Listening to her new teammates, she quickly realized they were still smarting from a 34-point whipping at the hands of the Wildcats (No. 9 ESPN/USA Today, No. 8 AP) a year ago.
"Everybody kind of made it a big deal, I'm thinking maybe it is kind of a big deal," the guard said. "I understood what happened last year. We weren't going to let it happen again."
Schimmel responded with 26 points, Becky Burke had 21 and the Cardinals routed the Wildcats 78-52 on Sunday in front of the largest crowd to watch a women's game this year.
Schimmel, who also had six assists, and Burke hit 12 of 21 3-pointers to send Kentucky to its worst loss since 2008.
"We said we were going to have a shootout to see who finished with more [3-pointers] but we tied at six to six," Burke said with a laugh.
The Cardinals (6-3) were just as good at the other end of the floor. They held the Wildcats (5-1) to 28-percent shooting while limiting them to their lowest point total in nearly a year, exacting some revenge for last season's embarrassing loss in Lexington.
Kentucky won that game 101-67 by forcing the Cardinals -- eight months removed from an appearance in the national championship game -- into a school-record 38 turnovers. It's a painful memory that has stuck with Burke and she relished the chance to return the favor.
"It feels really good," Burke said. "They didn't let up a year ago and we didn't let up today."
Reigning Southeastern Conference Player of the Year Victoria Dunlap led Kentucky with 17 points and a career-high 23 rebounds before leaving with a minor knee injury late in the second half. Maegan Conwright added 13 points but the Wildcats turned it over a season-high 22 times and couldn't match the long-range shooting of Schimmel and Burke.

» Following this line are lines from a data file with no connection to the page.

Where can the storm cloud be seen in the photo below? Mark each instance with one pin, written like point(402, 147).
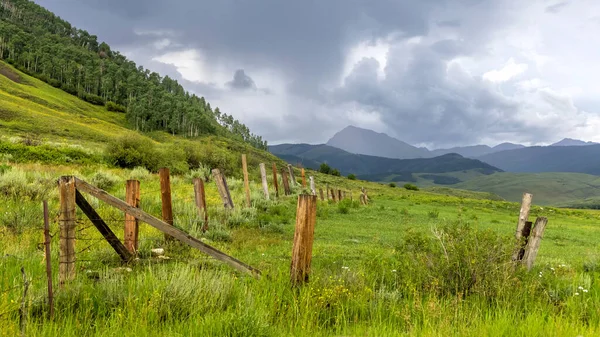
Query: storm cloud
point(431, 72)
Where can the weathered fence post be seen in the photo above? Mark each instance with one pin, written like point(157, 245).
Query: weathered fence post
point(246, 181)
point(222, 187)
point(68, 221)
point(200, 197)
point(292, 177)
point(286, 183)
point(263, 176)
point(306, 216)
point(523, 216)
point(132, 198)
point(303, 178)
point(275, 180)
point(165, 194)
point(534, 241)
point(48, 259)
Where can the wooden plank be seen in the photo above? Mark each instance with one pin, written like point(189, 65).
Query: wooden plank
point(166, 228)
point(534, 242)
point(132, 197)
point(67, 221)
point(275, 182)
point(200, 198)
point(246, 180)
point(102, 227)
point(221, 183)
point(263, 176)
point(306, 217)
point(165, 194)
point(523, 217)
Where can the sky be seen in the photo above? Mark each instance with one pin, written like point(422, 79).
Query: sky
point(435, 73)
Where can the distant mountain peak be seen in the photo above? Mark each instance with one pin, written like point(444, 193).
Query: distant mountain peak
point(572, 142)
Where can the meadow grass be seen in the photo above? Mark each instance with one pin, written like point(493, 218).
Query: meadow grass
point(377, 270)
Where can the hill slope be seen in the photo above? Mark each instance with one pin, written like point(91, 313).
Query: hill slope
point(581, 159)
point(371, 167)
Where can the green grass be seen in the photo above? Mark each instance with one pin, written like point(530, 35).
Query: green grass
point(547, 188)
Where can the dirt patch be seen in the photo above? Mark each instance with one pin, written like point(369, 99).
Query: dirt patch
point(10, 74)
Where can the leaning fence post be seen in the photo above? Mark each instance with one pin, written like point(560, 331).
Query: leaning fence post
point(67, 221)
point(275, 180)
point(223, 189)
point(306, 216)
point(523, 216)
point(200, 198)
point(132, 197)
point(246, 181)
point(165, 193)
point(535, 239)
point(48, 259)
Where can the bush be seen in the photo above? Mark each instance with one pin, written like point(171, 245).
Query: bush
point(411, 187)
point(457, 259)
point(112, 106)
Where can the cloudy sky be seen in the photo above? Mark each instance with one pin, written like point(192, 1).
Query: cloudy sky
point(437, 73)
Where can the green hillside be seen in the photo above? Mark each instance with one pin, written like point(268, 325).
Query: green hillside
point(548, 188)
point(41, 123)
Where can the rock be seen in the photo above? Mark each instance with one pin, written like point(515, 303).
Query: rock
point(158, 252)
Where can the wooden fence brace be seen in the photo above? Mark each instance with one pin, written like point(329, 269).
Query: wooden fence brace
point(293, 181)
point(67, 221)
point(286, 183)
point(534, 241)
point(275, 182)
point(246, 180)
point(200, 198)
point(223, 189)
point(523, 217)
point(165, 227)
point(102, 227)
point(48, 259)
point(303, 178)
point(132, 197)
point(165, 194)
point(263, 176)
point(306, 215)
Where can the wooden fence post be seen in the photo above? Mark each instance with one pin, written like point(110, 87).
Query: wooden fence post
point(200, 197)
point(292, 177)
point(132, 197)
point(263, 176)
point(286, 183)
point(535, 239)
point(68, 221)
point(523, 216)
point(48, 259)
point(223, 189)
point(246, 181)
point(275, 182)
point(165, 194)
point(303, 178)
point(306, 216)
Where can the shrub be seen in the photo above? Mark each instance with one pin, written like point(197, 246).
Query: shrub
point(111, 106)
point(411, 187)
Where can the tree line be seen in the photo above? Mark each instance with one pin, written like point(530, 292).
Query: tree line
point(39, 43)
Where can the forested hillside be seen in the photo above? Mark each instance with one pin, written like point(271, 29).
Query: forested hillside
point(41, 44)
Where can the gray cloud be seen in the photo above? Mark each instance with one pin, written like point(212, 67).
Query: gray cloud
point(427, 86)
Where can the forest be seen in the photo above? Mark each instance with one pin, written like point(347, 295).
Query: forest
point(41, 44)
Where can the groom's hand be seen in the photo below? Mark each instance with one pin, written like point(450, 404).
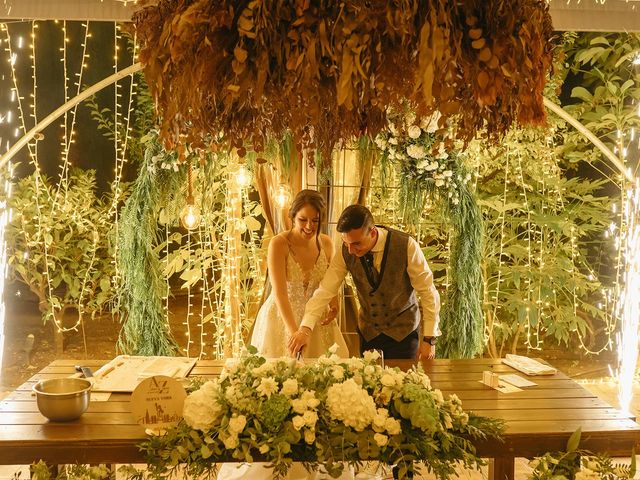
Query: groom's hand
point(299, 340)
point(426, 351)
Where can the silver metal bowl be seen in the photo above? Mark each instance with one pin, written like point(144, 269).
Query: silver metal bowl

Kentucky made just three of 18 3-pointers and would get no closer than 10 points in the second half as its pressure defense struggled to stay in front of the Cardinals. Louisville turned it over 21 times but was never in any real danger after taking control with an 11-0 first-half run.
"It's the worst day we've had trapping and rotating since we've implemented this [defensive] style," Kentucky coach Matthew Mitchell said. "If you don't hustle you can look silly doing it. Today was a bad day to look silly but we did."
The Cardinals never trailed and led by as much as 19 in the first half behind Schimmel, who hit her first three 3-point attempts.
Kentucky, however, closed to 55-45 on a layup by Dunlap with 9:22 remaining, momentarily quieting the crowd of 22,158 at Louisville's new downtown arena.
The only ones not concerned were the Cardinals. Schimmel hit a deep stepback 3-pointer to kickstart a clinching 13-3 burst. Burke and Schimmel both knocked down a pair of 3s during the run, with Burke's sixth 3-pointer of the game giving Louisville a 68-48 lead with 6:10 to play.
"It hurts a lot," Dunlap said. "We are a team that plays defense, is supposed to play defense, is supposed to hustle, supposed to do the little things."
The Wildcats didn't do it against the Cardinals, a scenario Mitchell says he saw coming in the days leading up to the game.
"We are not good enough to be able to just show up and beat anyone much less on the road in a hostile environment in a rivalry game that means so much," he said.
Mitchell will try to use the game as a wake-up call for his team, which has been breathing rarified air in the top 10. He knows the ranking will fall when the latest poll comes out Monday.
"We just did not get pressure on the basketball," he said. "Things we normally do, we didn't do."